Вдруг, не дослушав, Гена срывался и убегал. Урусевский и Бэлла печально переглядывались, и кто-нибудь из них говорил: “Он очень болен. Паша! Его надо беречь”. Потом как ни в чем не бывало, вытирая губы, возвращался Гена, как мы понимали – из сортира, где его рвало. Недоглядели, не то что-то съел.

Впрочем, он и сам тогда берегся – не пил ничего. Был даже спокоен. Потом, правда, выяснилось – это мне сообщил тоже тогда живущий там Саша Миндадзе, совсем еще молодой, который очень почитал и любил Гену, – что он горстями ест таблетки транквилизаторов…


Когда-то я – в ожидании своей очереди перед телефонной будкой в болшевском коридоре – трепался о чем-то с Толей Гребневым. Мимо нас прошел серьезный и мрачноватый мальчик, похожий на грузина. Он нес, держа перед собой на весу, большую пишущую машинку. Я так и спросил Гребнева: не знает ли он, кто этот мрачноватый мальчик, на грузина похожий? “Знаю, – ответил Анатолий Борисович. – Это мой сын Сашка”.

Мы все “росли” в Болшеве.

Потом уже Саша появился там со своей женой Галей, красивой, очаровательной, смешной, с которой он учился во ВГИКе – но она на актерском. А еще позже Евгений Михайлович Вейцман, учивший нас всех во ВГИКе философии, привез в Болшево Вадика Абдрашитова с его студенческим фильмом “Остановите Потапова” – по рассказу Гриши Горина.

По-моему, именно с тех пор они дружили и работали с Миндадзе.

Миндадзе – Абрашитов! На мой взгляд, наиболее яркие и умные выразители того периода нашей “советской жизни”, когда всеобщий конформизм все-таки стал немного отступать – в кино – перед напором талантов, решивших сказать о человеке и о времени не то, что предписано идеологией, а то, что они – свободно и независимо – думают и чувствуют.

С Вадимом – кроме всего прочего – у меня есть еще одна связь. Небольшой – розовый – черноглазый – пуховой шарик, лет пяти-шести, с каковым я – тринадцатилетний – танцевал, улыбаясь, под звуки танго, что заводил для нас Сандрик Тоидзе в большой мастерской его отца – Ираклия Моисеевича.

“Шарик” – двоюродная сестра Сандрика Нателла Тоидзе, теперь действительный член Академии художеств.
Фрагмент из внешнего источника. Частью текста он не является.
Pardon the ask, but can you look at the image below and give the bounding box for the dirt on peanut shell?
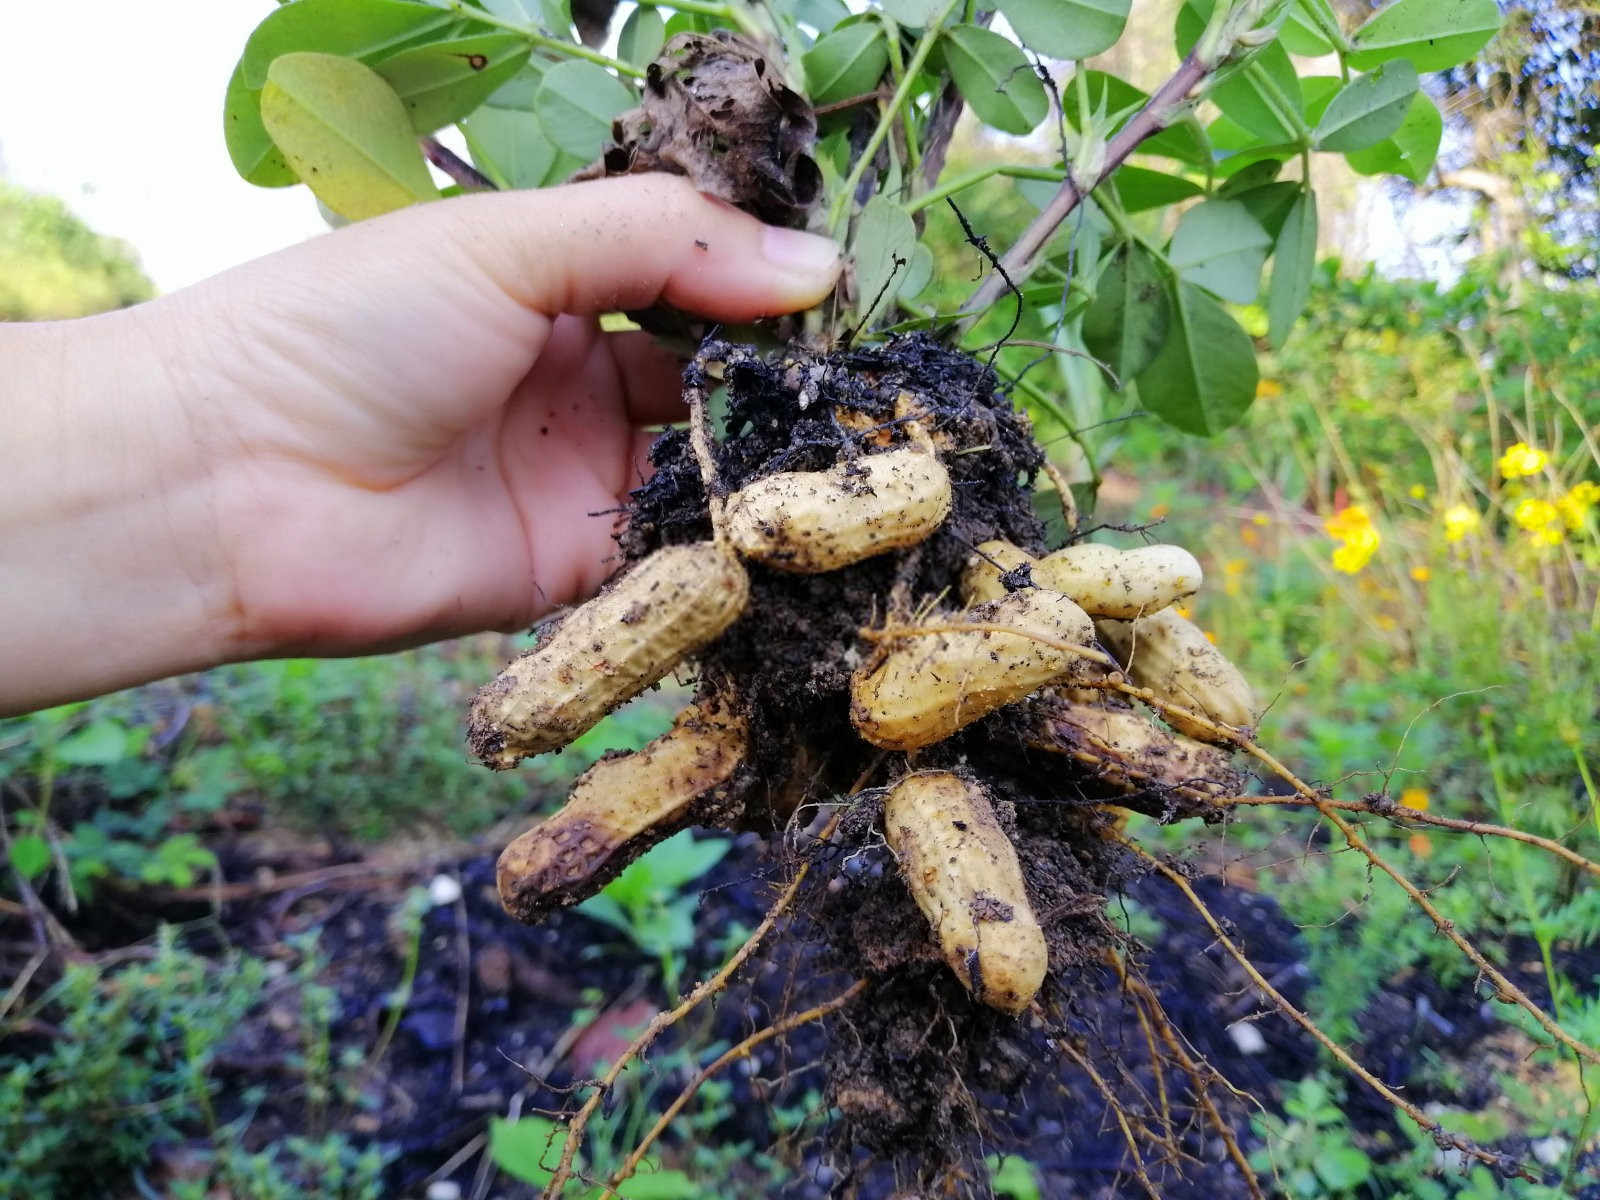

Во как! И – по прекрасному совместительству – жена Вадима Абдрашитова.

Я дружил и дружу с ними обоими. С Миндадзе и Абдрашитовым. Но ныне уже – порознь.


Копаюсь в Google, вдруг нахожу – “За экраном”, ранее мне неизвестная, неоконченная и опубликованная после смерти книга Иосифа Михайловича Маневича.

Иосиф Михайлович – элегантный и остроумный Жозя – Маневич. Известный в кино человек, писал сценарии, был главным редактором “Мосфильма”, преподавал во ВГИКе. Википедия почему-то умалчивает, что он работал в “Известиях” при главном редакторе Бухарине.

Он-то и был одним из тех, кто по просьбе – скорее, приказу Нины Яковлевны Габрилович – всунул меня в институт. Спасибо ему!

Во вгиковское время он вел мастерскую курса Шпаликова. Позже был соавтором его по сценарию “Декабристы”, который хотел ставить Бондарчук. Сценарий они с Геной переделали в пьесу, она называлась “Тайное общество”. Спектакль по пьесе был в конце 60-х поставлен Леней Хейфецем. Я не успел его увидеть – он был стремительно запрещен.

Гена рассказывал, как придумал начало спектакля, пролог. На сцене кровать, на ней спит Герцен. Удар колокола. Герцен просыпается, вскакивает – декабристы его разбудили. И пошло-поехало… По Ленину.

То ли было так в постановке, то ли нет, но, в общем, неудивительно, что ее тогда запретили.

И вот что читаю у Маневича в главе “Болшево, 1974”:

“Бэлла Фридман с Урусевским стерегут Шпаликова. Он строчит «Дубровского», вроде прошли до конца и сейчас идут по второму разу. Мечтают, чтобы Шпаликов дотянул. Говорят, что в первых числах дадут читать. У Паши Финна болят зубы, писать второй день не может – советуем ему разные лекарства. Больше его страдает Вайншток. Они экранизируют Брет Гарта. И Вайнштоку иногда, наверное, кажется, что Паша симулянт. Все сроки проходят”.